A fundamentally sound company's Initial Public Offering (IPO) offers the chance for common investors to participate in its growth from the start by purchasing shares and holding a small ownership position.
Through an IPO, companies access the share markets to raise money. The money obtained could be used for a variety of company needs, including capacity development, product diversification, expansion into a new market, a substantial R&D project, merger and acquisition activities, etc.
The disclosure of proposed usage of the funds is mentioned in the issue prospectus.
IPOs provide a great opportunity for wealth creation as well as portfolio diversification.
An initial public offering is when a private firm offers its first equity to the general public (IPO). A company's ownership is essentially changing from private ownership to public ownership through an IPO. Because of this, the IPO procedure is occasionally referred to as "going public."
Why does company launch an IPO?
An IPO is a big step for a company as it provides the company with access to raising a lot of money. This gives the company a greater ability to grow and expand. The increased transparency and share listing credibility can also be a factor in helping it obtain better terms when seeking borrowed funds as well.
Who can invest in IPO?
Under Securities and Exchange Board of India (SEBI) guidelines, there are four types of investors who can bid for shares during the IPO process. These are:
1.Retail Investors (RI)- Retail investors are defined as Individual Investors who invest less than Rs. 2 lakh.
The retail quota's minimum allotment is 35%.
If the issue is oversubscribed, SEBI has mandated that all retail investors receive at least one lot of shares, subject to availability.
A lottery technique is used to distribute IPO shares to the general public if one lot for each investor is not feasible.
2.High Net Worth Individuals (HNIs)/ Non- Institutional Investors (NIIs)- HNIs are defined as those looking to invest more than Rs 2 lakh.
Similar to non-institutional investors, institutions that wish to subscribe for more than Rs 2 lakh are known as such. The distinction between a QII and an NII is that the latter is exempt from SEBI registration.
3.Anchor Investors- Any QII who submits a request for more than Rs 10 crore is considered an anchor investor. These investors frequently bring additional investors to join them. For qualifying institutional investors, up to 60% of the shares may be sold to anchor investors.

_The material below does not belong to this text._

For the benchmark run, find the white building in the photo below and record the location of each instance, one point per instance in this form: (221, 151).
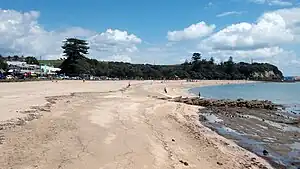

4.Qualified Institutional Investors ( QIIs)- This group includes commercial banks, public financial institutions, mutual fund companies, and foreign portfolio investors who have registered with SEBI.
Before the IPO begins, underwriters try to offer them sizable portions of IPO shares at a profit. Underwriters are greatly aided in obtaining the desired money by selling shares to QIIs.
To guarantee minimal volatility during the IPO process, SEBI requires institutional investors to sign lock-up contracts for at least 90 days.
QIIs are crucial for businesses that are going public. This is due to the fact that underwriters give them IPO shares before the share market price is determined. There would be fewer shares available to the general public if QIIs purchased more shares. Share prices would rise as a result of this. For a business that wants to raise as much capital as possible, this scenario is excellent.
To prevent corporations from inflating IPO valuations, SEBI has established regulations. Because of this, the regulatory body prohibits corporations from allocating more than 50% of their shares to QIIs.
What happens after the IPO period?
The company and the underwriters will decide how many shares to allot to each investor once the IPO price is set. Partial allotments will be made if there is an over-subscription. Within 10 working days of the final bid date, the IPO equities are typically distributed to the winning bidders.
After allotment of shares, shares are listed on the exchanges. After the listing shares are traded freely in the market during market hours.